La cour examine la question sous l’angle des articles 3 et 14, paragraphe 1, sous b), viii), du règlement n° 834/2007 précité, lu à la lumière de l’article 13 du Traité sur le fonctionnement de l'Union européenne (TFUE), en vertu duquel « lorsqu'ils formulent et mettent en œuvre la politique de l'Union dans les domaines de l'agriculture, de la pêche, des transports, du marché intérieur, de la recherche et développement technologique et de l'espace, l'Union et les États membres tiennent pleinement compte des exigences du bien-être des animaux en tant qu'êtres sensibles, tout en respectant les dispositions législatives ou administratives et les usages des États membres en matière notamment de rites religieux, de traditions culturelles et de patrimoines régionaux ».

La cour rappelle, à titre liminaire, les règles applicables. Elle affirme que le législateur de l’Union, dans les règlements en cause, a souligné « à plusieurs reprises sa volonté d’assurer un niveau élevé de bien-être animal dans le cadre de l’agriculture biologique ». Cela se traduit par « l’observation de normes renforcées en matière de bien-être animal dans tous les lieux et à tous les stades de cette production », notamment dans la phase de « préparation », énoncée à l’article 1er, paragraphe 3 sur règlement n° 834/2007 du 28 juin 2007, qui inclut l’abattage, en vertu de l’article 2, i, du même règlement.

Pour la cour, « le principe de l’étourdissement de l’animal préalablement à sa mise à mort », a été érigé en obligation par l’article 4, paragraphe 1 du règlement n° 1099/2009 (Règl. (CE) n° 1099/2009, 24 sept. 2009, JOUE 18 nov., n° L 303/1) sur la protection des animaux au moment de leur mise à mort, lu en combinaison avec le considérant 20 de ce règlement.
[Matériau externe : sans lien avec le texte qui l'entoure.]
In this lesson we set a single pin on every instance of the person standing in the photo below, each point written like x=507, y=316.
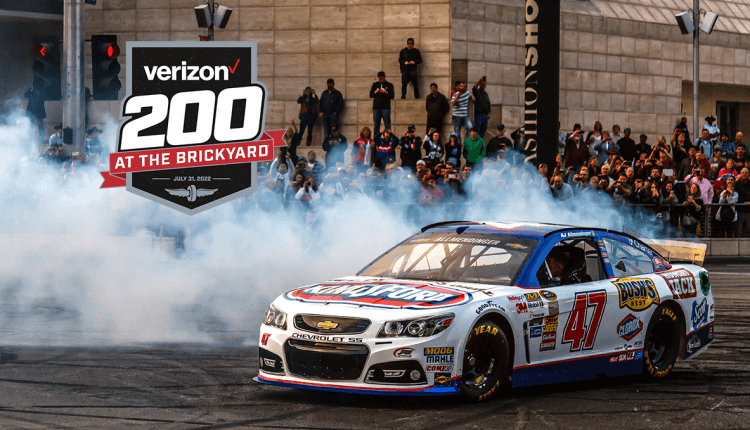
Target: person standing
x=482, y=107
x=381, y=93
x=408, y=59
x=460, y=103
x=331, y=105
x=308, y=102
x=437, y=106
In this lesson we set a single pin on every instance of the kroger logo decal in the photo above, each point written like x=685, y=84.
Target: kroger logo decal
x=700, y=313
x=629, y=327
x=382, y=294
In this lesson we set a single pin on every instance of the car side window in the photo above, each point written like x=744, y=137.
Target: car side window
x=627, y=260
x=571, y=261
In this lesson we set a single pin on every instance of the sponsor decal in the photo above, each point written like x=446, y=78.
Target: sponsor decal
x=629, y=327
x=637, y=294
x=660, y=264
x=439, y=368
x=530, y=297
x=191, y=124
x=442, y=379
x=576, y=234
x=339, y=339
x=403, y=353
x=692, y=344
x=700, y=313
x=681, y=282
x=549, y=295
x=440, y=350
x=327, y=325
x=488, y=305
x=382, y=294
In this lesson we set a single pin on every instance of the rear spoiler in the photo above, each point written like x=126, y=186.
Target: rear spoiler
x=676, y=251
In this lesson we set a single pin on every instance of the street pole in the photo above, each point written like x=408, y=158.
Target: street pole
x=211, y=24
x=696, y=61
x=74, y=107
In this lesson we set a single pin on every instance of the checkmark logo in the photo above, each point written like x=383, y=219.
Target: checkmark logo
x=235, y=66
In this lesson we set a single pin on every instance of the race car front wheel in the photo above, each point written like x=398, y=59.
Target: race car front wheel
x=662, y=343
x=486, y=359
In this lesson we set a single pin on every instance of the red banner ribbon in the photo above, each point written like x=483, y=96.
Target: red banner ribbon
x=194, y=156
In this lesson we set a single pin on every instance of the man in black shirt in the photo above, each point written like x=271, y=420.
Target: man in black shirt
x=408, y=59
x=331, y=104
x=498, y=143
x=381, y=93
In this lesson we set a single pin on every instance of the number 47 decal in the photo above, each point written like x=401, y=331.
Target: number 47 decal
x=576, y=332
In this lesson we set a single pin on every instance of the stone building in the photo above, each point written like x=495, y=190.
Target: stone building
x=621, y=63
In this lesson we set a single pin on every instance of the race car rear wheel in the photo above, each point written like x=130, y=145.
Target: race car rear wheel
x=486, y=359
x=662, y=343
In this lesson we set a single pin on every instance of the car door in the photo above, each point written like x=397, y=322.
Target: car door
x=575, y=321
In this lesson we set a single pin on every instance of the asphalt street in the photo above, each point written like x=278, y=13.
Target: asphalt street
x=196, y=386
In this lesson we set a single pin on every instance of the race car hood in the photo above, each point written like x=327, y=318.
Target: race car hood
x=388, y=293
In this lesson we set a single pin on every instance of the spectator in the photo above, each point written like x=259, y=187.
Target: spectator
x=335, y=146
x=433, y=149
x=453, y=151
x=561, y=190
x=643, y=147
x=694, y=205
x=713, y=130
x=437, y=106
x=460, y=103
x=707, y=191
x=408, y=59
x=594, y=138
x=331, y=104
x=385, y=148
x=474, y=148
x=704, y=143
x=482, y=107
x=381, y=93
x=498, y=143
x=683, y=128
x=627, y=146
x=362, y=150
x=411, y=149
x=316, y=167
x=308, y=102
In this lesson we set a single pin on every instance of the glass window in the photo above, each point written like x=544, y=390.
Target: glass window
x=467, y=257
x=627, y=260
x=571, y=261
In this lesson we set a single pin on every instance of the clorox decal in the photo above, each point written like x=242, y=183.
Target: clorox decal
x=382, y=294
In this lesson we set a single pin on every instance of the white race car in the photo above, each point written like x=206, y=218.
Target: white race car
x=462, y=306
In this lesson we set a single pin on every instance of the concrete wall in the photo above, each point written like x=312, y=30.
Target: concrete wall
x=303, y=43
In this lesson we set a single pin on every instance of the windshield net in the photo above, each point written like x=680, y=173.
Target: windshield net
x=466, y=257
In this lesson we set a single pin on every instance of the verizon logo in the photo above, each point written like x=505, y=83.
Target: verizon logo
x=190, y=73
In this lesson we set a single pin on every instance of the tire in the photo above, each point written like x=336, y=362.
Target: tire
x=662, y=343
x=486, y=358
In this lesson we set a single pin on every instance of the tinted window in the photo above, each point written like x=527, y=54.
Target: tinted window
x=627, y=260
x=467, y=257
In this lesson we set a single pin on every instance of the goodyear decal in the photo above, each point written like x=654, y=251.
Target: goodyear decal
x=382, y=294
x=637, y=294
x=629, y=327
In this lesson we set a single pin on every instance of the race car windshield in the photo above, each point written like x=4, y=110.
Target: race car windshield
x=450, y=257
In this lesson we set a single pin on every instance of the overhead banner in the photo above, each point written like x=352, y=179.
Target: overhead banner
x=542, y=81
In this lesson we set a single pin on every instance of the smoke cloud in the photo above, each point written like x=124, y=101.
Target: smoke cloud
x=81, y=265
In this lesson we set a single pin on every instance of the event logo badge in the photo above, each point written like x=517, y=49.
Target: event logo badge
x=191, y=127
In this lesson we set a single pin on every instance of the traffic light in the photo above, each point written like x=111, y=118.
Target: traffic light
x=105, y=67
x=47, y=76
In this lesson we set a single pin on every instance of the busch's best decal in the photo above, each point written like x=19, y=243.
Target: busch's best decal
x=637, y=294
x=382, y=294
Une dérogation à ce principe est toutefois concédée dans ce même article, au paragraphe 4, pour « la pratique de l’abattage rituel », mais uniquement dans le but « d’assurer le respect de la liberté de religion » (cf. CJUE, 29 mai 2018, aff. C-426/16, Liga van Moskeeën en Islamitische Organisaties Provincie Antwerpen e.a. c/ Vlaams Gewest, points 55 à 57  ; v. Conditions de régularité des abattages rituels sans étourdissement, Actualités du droit, 31 mai 2018).

Toutefois, la cour retient que cette pratique, bien qu’autorisée, n’atténue pas « toute douleur, détresse ou souffrance de l’animal aussi efficacement qu’un abattage précédé d’un étourdissement » et n’est donc pas équivalente « en termes de garantie d’un niveau élevé de bien-être de l’animal au moment de sa mise à mort, à la méthode d’abattage avec étourdissement préalable ».

En outre, la cour rappelle que « préserver et justifier la confiance des consommateurs dans les produits étiquetés en tant que produits biologiques » est l’un des objectifs de l’Union au titre duquel il convient de veiller à ce que les consommateurs aient l’assurance du respect du « respect des normes les plus élevées, notamment en matière de bien-être animal » lorsqu’ils achètent des produits porteurs du logo biologique de l’Union.

La cour estime, par conséquent, que les règles du droit de l’Union n’autorisent pas l’apposition du logo de production biologique sur des produits issus d’animaux ayant fait l’objet d’un abattage rituel sans étourdissement préalable.